A cette fin, la bonne gouvernance ne doit pas rester un slogan creux, la reddition de comptes devra être sacralisée et le développement socio-économique induire industrialisation et création d’opportunités d’emploi afin de surmonter les problèmes structurels actuels et les menaces aux acquis démocratiques.

Face au statu quo, les citoyens sont las et aspirent à la dignité. Les peuples africains exigent des gouvernements qu’ils les servent plutôt qu’ils ne se servent. Ils ne cachent pas leur colère du fait que toute une génération a été privée de l’opportunité d’améliorer les conditions de leurs familles et communautés.

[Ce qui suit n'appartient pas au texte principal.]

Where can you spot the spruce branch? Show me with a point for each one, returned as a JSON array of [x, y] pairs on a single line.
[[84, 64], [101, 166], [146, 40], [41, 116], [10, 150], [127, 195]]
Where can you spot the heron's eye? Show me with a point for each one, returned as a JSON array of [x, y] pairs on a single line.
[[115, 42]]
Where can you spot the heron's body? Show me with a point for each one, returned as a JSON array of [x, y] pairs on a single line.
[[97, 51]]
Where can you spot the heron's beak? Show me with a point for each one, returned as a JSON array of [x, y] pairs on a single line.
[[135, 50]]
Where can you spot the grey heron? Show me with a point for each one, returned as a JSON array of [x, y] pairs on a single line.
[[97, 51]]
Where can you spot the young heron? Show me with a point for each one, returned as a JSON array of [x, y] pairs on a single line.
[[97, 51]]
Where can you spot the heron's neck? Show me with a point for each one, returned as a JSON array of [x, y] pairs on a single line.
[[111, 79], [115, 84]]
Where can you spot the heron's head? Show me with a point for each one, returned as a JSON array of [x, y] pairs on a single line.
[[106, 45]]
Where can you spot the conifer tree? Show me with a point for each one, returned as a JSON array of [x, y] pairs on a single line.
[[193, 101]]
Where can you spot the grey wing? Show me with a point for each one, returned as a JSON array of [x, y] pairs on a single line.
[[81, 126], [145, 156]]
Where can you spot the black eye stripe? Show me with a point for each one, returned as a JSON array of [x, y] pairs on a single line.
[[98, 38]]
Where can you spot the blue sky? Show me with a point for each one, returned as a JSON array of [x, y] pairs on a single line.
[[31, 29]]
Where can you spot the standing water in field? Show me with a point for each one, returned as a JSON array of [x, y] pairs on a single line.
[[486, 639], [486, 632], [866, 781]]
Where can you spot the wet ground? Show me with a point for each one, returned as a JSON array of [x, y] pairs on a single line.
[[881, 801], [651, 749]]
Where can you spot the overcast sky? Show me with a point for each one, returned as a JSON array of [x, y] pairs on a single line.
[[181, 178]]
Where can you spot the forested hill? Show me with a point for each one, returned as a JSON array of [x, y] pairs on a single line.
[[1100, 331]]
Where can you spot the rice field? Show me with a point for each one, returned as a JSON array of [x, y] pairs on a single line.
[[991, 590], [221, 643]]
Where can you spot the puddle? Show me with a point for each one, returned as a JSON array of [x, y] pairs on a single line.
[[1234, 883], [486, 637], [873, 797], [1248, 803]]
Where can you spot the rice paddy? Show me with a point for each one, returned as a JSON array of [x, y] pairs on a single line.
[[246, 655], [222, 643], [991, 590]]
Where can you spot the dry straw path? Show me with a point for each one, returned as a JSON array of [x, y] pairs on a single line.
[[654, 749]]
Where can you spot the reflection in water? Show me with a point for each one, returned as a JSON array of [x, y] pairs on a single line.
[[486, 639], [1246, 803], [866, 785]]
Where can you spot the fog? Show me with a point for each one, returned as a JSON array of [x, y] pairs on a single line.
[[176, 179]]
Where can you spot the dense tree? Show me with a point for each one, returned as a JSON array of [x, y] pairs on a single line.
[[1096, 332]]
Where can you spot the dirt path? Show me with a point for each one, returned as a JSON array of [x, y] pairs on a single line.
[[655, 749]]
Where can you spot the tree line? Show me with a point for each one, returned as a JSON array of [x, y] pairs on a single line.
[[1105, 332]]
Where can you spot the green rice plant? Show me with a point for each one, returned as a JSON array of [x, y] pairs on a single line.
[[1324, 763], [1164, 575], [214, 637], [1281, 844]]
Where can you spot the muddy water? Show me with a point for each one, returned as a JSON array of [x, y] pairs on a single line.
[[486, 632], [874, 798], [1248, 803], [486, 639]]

La légitimité n’est pas une affaire d’un jour, c’est une conquête.

Les peuples africains exigent des gouvernements qu’ils les servent plutôt qu’ils ne se servent

La pandémie de Covid-19 doit être une opportunité pour mettre fin aux conflits et s’attaquer à leurs causes. Toute idée innovante est la bienvenue pour taire les armes en Afrique, en premier lieu celles portées par les terroristes et les extrémistes violents. L’accord signé avec les talibans, le 29 février 2020, peut inspirer nos Etats membres pour explorer le dialogue avec les extrémistes et les encourager à déposer les armes, en particulier ceux qui ont été enrôlés de force. Nous devons également réaffirmer notre détermination à stopper la propagation du terrorisme et l’extrémisme violent, à assécher leurs sources de financement et à mettre un terme a leurs agissements criminels.

Sécurité internationale

En ces moments de concurrence implacable entre puissances sur le continent, les Africains, sous conduite de l’UA, doivent saisir toute offre authentique de partenariat et retenir celles capables de plus-value, surtout pour notre jeunesse. Vaincre le terrorisme et l’extrémisme violent est possible si nous mutualisons nos moyens. Sans quoi la pandémie et la crise au Sahel agiront comme vecteurs du renforcement des frustrations et des griefs ayant permis à ces groupes criminels d’y prendre pied. Notre action collective est indispensable pour un continent exempt de conflits. Il y va aussi de la sécurité internationale.

Notre continent a changé et les Africains doivent s’approprier le processus et le cheminement vers un changement transformateur, induisant stabilité et prospérité avec le concours de nos partenaires et non plus sous leur dictée.